Diesmal ist es anders
als 1986 bei dem Historikerstreit zwischen Ernst Nolte und Jürgen Habermas, in
welchem Nolte unter anderem die Einzigartigkeit und Dimension des Holocaust infrage stellte, oder 1998, als der Schriftsteller
Martin Walser warnte, die ständige Erwähnung der NS-Zeit könne zur Folge haben,
dass Auschwitz zur „Moralkeule“ verkomme.
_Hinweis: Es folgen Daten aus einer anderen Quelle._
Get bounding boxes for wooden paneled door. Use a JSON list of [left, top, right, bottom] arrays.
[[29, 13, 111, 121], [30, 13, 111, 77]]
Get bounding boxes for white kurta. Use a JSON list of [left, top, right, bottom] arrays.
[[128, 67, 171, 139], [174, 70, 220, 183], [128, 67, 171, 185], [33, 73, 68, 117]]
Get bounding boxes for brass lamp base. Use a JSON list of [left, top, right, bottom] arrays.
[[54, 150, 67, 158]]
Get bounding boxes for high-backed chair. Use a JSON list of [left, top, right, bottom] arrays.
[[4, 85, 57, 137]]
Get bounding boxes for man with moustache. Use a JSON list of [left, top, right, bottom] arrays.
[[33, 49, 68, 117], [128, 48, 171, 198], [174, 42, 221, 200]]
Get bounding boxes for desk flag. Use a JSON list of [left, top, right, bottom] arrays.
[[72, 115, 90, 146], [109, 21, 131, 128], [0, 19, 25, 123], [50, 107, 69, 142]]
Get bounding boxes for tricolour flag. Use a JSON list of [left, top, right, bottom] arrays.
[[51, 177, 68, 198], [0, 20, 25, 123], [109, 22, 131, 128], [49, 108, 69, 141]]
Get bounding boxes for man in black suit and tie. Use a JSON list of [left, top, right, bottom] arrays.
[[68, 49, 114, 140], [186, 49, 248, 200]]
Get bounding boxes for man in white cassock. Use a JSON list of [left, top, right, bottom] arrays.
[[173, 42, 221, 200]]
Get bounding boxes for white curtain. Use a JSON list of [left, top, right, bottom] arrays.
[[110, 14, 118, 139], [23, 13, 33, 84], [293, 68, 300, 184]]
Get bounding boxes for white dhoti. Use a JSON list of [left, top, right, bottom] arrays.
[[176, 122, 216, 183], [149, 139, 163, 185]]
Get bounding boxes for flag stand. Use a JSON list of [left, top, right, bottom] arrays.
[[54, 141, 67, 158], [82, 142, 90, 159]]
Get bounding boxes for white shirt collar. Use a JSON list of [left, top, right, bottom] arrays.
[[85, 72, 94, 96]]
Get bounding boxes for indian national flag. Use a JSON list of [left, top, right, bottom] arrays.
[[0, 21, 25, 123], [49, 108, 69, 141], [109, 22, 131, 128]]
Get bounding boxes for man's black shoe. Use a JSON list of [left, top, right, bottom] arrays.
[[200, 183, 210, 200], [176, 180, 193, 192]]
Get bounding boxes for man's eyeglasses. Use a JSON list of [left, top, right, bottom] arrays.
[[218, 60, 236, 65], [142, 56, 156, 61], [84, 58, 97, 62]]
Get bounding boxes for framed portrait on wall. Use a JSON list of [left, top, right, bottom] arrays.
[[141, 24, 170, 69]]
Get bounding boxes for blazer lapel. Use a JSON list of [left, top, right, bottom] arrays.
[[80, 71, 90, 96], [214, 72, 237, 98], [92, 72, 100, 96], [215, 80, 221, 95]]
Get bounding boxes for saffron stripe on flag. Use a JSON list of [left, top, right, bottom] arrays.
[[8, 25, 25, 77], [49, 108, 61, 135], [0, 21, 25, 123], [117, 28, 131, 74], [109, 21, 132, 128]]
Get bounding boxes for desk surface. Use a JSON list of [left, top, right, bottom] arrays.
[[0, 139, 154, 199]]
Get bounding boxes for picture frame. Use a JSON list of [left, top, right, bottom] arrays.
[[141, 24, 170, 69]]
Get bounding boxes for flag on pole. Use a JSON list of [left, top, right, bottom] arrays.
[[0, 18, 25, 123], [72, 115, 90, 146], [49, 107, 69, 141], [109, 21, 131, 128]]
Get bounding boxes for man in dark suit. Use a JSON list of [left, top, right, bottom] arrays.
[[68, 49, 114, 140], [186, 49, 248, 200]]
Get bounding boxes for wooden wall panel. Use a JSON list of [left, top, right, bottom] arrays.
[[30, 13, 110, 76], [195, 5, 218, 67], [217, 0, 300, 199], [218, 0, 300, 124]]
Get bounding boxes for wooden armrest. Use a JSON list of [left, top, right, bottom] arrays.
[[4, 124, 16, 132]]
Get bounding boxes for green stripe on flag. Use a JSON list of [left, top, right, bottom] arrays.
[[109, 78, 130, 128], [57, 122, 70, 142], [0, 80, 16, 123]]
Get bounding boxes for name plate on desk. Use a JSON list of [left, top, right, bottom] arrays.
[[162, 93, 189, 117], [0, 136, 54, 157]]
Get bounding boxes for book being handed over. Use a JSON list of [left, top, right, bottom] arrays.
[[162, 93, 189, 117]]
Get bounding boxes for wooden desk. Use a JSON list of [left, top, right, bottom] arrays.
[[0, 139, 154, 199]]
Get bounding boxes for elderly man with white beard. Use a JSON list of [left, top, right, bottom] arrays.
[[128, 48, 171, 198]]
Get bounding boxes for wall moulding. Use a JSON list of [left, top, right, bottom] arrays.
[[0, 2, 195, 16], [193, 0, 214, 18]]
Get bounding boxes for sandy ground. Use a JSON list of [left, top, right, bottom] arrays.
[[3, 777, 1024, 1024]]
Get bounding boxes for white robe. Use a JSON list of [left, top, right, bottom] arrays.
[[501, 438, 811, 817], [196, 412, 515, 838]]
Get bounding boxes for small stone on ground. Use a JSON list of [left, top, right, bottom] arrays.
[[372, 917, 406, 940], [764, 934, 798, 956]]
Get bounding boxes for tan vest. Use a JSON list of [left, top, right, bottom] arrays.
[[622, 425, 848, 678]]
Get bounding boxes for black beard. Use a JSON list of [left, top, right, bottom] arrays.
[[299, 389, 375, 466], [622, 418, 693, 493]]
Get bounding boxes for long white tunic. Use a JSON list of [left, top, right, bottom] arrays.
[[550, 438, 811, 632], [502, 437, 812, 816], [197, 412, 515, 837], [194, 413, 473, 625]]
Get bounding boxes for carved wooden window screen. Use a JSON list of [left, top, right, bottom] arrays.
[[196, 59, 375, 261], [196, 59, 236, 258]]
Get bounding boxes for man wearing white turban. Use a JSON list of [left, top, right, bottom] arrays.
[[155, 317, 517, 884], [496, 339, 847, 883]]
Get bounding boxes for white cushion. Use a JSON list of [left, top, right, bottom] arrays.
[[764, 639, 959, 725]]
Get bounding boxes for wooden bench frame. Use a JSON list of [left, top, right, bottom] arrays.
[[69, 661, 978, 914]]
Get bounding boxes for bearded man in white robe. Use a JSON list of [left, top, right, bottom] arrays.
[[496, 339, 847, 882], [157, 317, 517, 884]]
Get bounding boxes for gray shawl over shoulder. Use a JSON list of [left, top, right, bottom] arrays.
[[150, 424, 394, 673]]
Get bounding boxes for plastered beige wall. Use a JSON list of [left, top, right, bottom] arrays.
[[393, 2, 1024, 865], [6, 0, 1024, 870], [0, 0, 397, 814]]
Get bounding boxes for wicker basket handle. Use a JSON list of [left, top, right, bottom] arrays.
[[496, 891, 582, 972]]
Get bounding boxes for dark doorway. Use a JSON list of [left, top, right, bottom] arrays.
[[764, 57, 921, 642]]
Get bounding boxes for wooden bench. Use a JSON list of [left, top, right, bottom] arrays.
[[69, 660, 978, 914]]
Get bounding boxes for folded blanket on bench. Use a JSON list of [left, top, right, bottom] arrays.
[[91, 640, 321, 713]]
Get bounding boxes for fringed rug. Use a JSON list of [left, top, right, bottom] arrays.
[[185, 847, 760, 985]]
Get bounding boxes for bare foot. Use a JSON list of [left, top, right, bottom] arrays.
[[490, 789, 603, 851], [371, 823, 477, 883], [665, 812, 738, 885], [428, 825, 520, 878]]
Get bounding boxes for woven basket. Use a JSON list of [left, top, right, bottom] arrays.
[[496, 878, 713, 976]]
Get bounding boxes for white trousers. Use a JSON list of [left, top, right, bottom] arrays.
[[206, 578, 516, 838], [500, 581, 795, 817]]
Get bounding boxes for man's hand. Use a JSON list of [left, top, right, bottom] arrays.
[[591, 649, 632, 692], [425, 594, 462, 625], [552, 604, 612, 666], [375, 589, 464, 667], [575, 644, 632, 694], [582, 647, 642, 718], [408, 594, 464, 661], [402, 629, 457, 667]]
Heute ist es ein Get over it, ein „Kommt endlich darüber weg“, ohne dass Dimension und
Singularität des Holocaust angezweifelt werden. Man will sich neuen Themen
widmen, ohne, dass sie vom Holocaust überschattet
werden. (Das gilt nicht nur für Filme,
sondern für Kulturerzeugnisse jeder Art.)

Die AfD verdichtet das
in Punkt 7 ihres Parteiprogrammes: „Die
aktuelle Verengung der deutschen Erinnerungskultur auf die Zeit des
Nationalsozialismus ist zugunsten einer erweiterten Geschichtsbetrachtung
aufzubrechen, die auch die positiven, identitätsstiftenden Aspekte deutscher
Geschichte mit umfasst.“ Gerne wüsste ich, welche Filme hier entstehen sollen.
Es steht zu befürchten, dass wir es bald erfahren werden.

Volle Bierzelte für
Aiwanger, bierselige Massen von Deutschen, die einem Politiker im Jahr 2024
zujubeln, nachdem, oder gerade weil er mit einem Flugblatt aus seiner Schulzeit in den
Achtzigerjahren in Verbindung gebracht wurde, auf dem man einen „Freiflug durch
den Schornstein von Auschwitz“ gewinnen konnte. Deutsche Kulturschaffende,
die den BDS unterstützen, ohne bei „Boycott Israel“ an „Kauft nicht bei Juden“
zu denken. Ich habe kein Vertrauen in die Deutschen. 

Neu ist dabei die Hinterfragung der Erinnerungskultur von links
im Zusammenhang mit dem Nahostkonflikt: „Is the Holocaust being hijacked?
fragte Jonathan Glazer, Regisseur von The Zone of Interest in seiner
Oscar-Rede.
Masha Gessen, progressiv, jüdisch, in Berlin lebend, schreibt im
Essay In the Shadow of the Holocaust im New Yorker: „Das Bemühen (der deutschen Erinnerungskultur) begann sich
statisch, gläsern anzufühlen, als wäre es ein Bemühen, sich nicht nur an die
Geschichte zu erinnern, sondern auch sicherzustellen, dass nur an diese
bestimmte Geschichte erinnert wird – und nur auf diese Weise.“ Aus Gessens Sicht verhindert eine museale, statische
Erinnerungskultur eine Kritik an der israelischen Regierung aus Deutschland
heraus.

Den Gedanken der musealen Statik kann ich nachvollziehen,
ziehe jedoch andere Schlüsse daraus. Die von Gessen beschriebene Erinnerungskultur nützt deshalb wenig,
weil eine persönliche Erinnerungskultur, eine Geschichtsschreibung innerhalb
der Familien meist nicht stattgefunden hat.